By its very definition change means things are different. It means that we will have to do things differently. It means we might have to stop doing things we do now.
And people don’t want change.
I am reminded of the introduction of the mobile phone. We went from having a single phone in the house, hardwired to the wall, to having the ability to speak to anyone anywhere. However early adopters were mocked and criticised. Remember the Dom Jolly character on Trigger Happy TV who had the giant phone and shouted really loudly into it in public places?3 That character epitomised the public’s fear of change in a humorous way. Nobody wanted to carry around a big brick of a thing where anyone in public could listen to your conversation, live! People wanted what they already had - a device which was personal, private and known.

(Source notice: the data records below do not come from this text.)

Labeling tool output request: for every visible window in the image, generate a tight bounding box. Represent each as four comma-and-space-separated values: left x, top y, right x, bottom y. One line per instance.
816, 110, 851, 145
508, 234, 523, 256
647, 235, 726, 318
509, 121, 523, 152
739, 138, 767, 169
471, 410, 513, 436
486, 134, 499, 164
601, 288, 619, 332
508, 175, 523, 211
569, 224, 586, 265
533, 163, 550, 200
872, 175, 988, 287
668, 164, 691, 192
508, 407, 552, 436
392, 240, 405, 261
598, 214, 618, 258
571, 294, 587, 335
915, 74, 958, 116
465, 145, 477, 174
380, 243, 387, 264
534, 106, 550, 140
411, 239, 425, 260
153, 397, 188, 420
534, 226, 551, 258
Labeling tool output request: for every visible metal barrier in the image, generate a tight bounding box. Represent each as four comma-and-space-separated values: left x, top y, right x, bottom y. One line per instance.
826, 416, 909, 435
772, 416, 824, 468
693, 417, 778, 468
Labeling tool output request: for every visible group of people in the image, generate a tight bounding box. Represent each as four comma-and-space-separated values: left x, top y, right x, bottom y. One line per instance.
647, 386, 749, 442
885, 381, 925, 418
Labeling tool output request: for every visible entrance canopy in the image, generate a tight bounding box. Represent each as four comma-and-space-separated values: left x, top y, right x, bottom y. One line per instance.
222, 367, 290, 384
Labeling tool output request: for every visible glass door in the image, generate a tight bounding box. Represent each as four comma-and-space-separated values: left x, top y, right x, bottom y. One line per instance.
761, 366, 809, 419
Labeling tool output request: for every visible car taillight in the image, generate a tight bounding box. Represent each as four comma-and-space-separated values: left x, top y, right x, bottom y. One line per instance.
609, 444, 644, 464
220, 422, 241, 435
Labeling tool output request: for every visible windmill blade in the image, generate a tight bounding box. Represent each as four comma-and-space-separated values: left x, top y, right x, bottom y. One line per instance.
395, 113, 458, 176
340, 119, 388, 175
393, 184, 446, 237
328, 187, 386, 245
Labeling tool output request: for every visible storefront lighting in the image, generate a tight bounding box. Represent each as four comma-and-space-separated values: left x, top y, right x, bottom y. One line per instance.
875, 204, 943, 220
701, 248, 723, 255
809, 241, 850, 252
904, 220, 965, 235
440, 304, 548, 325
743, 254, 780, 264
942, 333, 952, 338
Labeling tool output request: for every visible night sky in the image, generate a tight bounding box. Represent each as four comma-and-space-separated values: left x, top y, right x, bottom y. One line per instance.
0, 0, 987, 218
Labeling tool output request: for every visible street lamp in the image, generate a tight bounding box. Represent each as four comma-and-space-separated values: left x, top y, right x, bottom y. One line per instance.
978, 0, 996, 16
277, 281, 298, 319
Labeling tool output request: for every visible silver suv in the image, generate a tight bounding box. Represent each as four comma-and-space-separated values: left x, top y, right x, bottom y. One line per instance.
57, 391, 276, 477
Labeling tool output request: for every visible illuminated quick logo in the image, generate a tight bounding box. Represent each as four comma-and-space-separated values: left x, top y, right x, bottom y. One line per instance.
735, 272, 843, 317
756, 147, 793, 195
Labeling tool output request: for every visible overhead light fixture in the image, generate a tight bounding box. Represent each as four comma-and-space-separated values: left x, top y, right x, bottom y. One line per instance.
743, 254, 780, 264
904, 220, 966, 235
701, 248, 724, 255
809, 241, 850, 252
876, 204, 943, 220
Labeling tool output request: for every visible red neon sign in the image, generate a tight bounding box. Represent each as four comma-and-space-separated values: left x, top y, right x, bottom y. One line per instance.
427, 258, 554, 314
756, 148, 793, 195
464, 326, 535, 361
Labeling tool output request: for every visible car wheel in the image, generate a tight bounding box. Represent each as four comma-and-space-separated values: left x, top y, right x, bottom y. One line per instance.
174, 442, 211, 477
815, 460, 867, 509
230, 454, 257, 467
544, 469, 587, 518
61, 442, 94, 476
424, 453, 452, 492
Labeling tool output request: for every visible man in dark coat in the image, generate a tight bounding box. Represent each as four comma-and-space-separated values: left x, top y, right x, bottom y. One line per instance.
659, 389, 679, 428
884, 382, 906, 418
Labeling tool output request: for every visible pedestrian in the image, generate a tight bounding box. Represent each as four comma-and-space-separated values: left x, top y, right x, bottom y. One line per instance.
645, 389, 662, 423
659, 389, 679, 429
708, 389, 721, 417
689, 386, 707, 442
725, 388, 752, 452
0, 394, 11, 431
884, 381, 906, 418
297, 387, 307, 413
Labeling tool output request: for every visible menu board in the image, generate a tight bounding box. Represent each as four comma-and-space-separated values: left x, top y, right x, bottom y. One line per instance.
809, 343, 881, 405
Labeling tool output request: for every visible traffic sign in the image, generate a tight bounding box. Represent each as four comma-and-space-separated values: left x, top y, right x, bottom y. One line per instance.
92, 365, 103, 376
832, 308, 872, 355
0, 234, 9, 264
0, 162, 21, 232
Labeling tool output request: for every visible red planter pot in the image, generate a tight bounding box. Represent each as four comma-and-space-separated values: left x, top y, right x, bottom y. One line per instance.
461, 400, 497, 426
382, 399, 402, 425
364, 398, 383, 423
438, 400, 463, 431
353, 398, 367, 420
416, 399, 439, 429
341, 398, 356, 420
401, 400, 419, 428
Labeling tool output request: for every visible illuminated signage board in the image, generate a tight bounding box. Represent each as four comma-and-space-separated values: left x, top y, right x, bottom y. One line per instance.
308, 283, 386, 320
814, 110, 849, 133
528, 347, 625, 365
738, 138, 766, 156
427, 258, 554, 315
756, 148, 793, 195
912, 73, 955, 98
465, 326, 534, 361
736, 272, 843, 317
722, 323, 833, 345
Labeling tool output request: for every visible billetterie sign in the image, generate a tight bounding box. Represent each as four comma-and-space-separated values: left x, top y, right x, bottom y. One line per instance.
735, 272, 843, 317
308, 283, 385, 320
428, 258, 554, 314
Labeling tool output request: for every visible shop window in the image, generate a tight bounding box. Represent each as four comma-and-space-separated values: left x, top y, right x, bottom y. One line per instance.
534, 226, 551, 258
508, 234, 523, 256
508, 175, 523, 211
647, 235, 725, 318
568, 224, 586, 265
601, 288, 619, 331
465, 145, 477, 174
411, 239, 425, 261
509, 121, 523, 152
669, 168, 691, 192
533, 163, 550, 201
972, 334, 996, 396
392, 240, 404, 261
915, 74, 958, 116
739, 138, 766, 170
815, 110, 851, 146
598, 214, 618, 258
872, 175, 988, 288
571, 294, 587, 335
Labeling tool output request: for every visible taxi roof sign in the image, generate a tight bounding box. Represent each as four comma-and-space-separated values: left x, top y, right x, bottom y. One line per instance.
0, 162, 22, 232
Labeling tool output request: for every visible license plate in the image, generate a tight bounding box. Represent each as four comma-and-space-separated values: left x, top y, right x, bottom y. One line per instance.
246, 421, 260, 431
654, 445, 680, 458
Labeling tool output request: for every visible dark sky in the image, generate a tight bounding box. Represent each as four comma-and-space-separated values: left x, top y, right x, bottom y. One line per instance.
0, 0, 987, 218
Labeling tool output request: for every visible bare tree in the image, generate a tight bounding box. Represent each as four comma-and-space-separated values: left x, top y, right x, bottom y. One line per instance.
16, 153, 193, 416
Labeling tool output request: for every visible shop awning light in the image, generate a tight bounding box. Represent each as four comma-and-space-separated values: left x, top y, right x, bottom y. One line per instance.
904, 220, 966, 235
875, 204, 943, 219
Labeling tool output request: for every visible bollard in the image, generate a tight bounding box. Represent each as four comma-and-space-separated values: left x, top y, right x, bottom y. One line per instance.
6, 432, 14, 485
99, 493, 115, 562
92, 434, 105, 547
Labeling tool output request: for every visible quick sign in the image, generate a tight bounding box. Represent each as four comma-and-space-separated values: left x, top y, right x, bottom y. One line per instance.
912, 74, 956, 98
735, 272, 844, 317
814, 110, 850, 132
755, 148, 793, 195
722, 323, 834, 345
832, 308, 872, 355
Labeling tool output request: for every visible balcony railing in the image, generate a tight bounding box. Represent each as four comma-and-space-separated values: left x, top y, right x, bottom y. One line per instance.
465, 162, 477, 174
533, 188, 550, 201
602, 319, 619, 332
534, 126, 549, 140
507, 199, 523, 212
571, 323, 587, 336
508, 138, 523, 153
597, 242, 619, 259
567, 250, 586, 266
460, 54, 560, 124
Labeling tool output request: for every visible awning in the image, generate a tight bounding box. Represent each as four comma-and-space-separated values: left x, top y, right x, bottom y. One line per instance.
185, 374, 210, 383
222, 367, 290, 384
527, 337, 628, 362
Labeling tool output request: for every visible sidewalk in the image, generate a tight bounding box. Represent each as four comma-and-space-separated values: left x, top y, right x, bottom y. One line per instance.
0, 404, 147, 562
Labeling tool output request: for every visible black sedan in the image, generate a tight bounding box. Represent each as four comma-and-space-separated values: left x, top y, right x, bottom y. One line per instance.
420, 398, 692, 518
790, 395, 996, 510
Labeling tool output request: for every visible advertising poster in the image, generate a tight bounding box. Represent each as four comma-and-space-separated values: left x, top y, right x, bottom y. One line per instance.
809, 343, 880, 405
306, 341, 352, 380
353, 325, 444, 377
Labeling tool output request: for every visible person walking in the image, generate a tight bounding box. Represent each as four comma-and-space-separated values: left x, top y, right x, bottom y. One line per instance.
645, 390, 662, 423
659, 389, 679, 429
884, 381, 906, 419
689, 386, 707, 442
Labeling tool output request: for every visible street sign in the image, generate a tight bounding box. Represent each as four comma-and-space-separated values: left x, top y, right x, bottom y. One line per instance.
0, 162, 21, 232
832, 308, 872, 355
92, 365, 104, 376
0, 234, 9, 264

But we gradually moved to mobile phones and people realised they did like them and they weren’t scared of speaking to them when they were in public. Phones got smaller and smaller and better and better.
Then came the iPhone.
Remember when the iPhone was released back in the early 2000s? It was dismissed by none other than Steve Ballmer from Microsoft (remember him?) as being too expensive and not suitable as a business phone.1
In reality, what he was saying was that he didn't want to change from what he had at the moment.
I think a lot of what we're seeing today is people putting up barriers to change.
If we deal with the change management the people will come with us.